On July 17th, 1944, 320 people were killed in a munitions accident at Port Chicago in California. Rather than learn from their mistakes, the US Navy protected the white officers in charge and imprisoned the African American workers. Less than 4 months later, almost 1,000 were killed in an extremely similar accident at a US Navy base in New Guinea. More people die when the lessons of history are ignored.
The US Army lost twice at Manassas during the Civil War, and the first loss could only be described as grossly incompetent. Are the park rangers no longer permitted to criticize the poor military tactics of the Union Army leaders there?
For that matter, are they still allowed to discuss the cause of the Civil War, slavery? Perhaps all the Civil War battlefields and military cemeteries should be paved over and signs put up saying, “nothing bad involving Americans ever happened here”? If current leadership insists that there were “fine people on both sides”, perhaps the Civil War should be renamed the Civil Conversation?
And are Civil Rights and race riot memorials to close? What about the history of equal education? If no Americans ever did anything negative, what was Brown v. Board about? Why did Eisenhower have to send in the 101st Airborne to integrate Little Rock Central High? Why did so many people walk from Selma to Montgomery? Why were four little girls bombed at a church in Birmingham? Who was MLK? The refusal to make any moral judgement against any Americans, past or present, means that we must accept murderers, terrorists, insurrectionists, and racists and not criticize them, even if they are the most evil of criminals. Must the KKK’s violent history be respected, while massacres of Native Americans must be erased?
What greater affront to moral thinking can there be than to deliberately erase our history?
Authoritarian Kings once demanded that they be portrayed in the most flattering light. Then King Charles I of England was executed by a Parliamentarian revolutionary named Oliver Cromwell. A famous portrait artist had drawn a flattering portrait of Cromwell, before inviting him to sit for a more complete portrait. Cromwell saw the other picture and famously demanded that the artist paint him as he really was, “warts and all”.

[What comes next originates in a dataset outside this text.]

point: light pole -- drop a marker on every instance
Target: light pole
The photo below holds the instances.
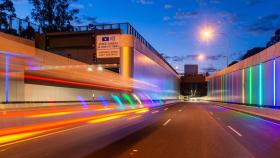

Whitewashed history is a lie, which is designed to mislead us. Real events must be studied as accurately as possible in order to inform us. Every generation must go back to history to gather the lessons they need to inform their moral thinking for the decisions that must be made tomorrow.
Before the 4th of July tomorrow, let me point out a few highlights from the 23 national park sites in our nation’s capital. Although this was my first region completed, I’ve returned several times for reopened exhibits and other sites. There’s lots to see and do in this compact city.
Best historic site: the Frederick Douglass home has much to teach us about the 19th century Civil Rights leader. (The recently refurbished Belmont-Paul house is also well worthwhile).
Best park: Kenilworth Park & Aquatic Gardens is beautiful, especially from lotus & lilies blooming in summer, with birds and reptiles and more to see all year.
Best presidential memorial: the Lincoln Memorial, with French’s statue inside, overlooking the reflecting pool outside.
Best tour: the White House. Contact your Congressperson and get a ticket.
Best view: top of Washington Monument. I know it’s a pain to get tickets, that it’s cramped and the windows are small. But Washington hired L’Enfant to design the city & mall, and from here it all makes sense.
Best war memorial: the Vietnam Veterans Memorial takes you beneath the green grass to grieve.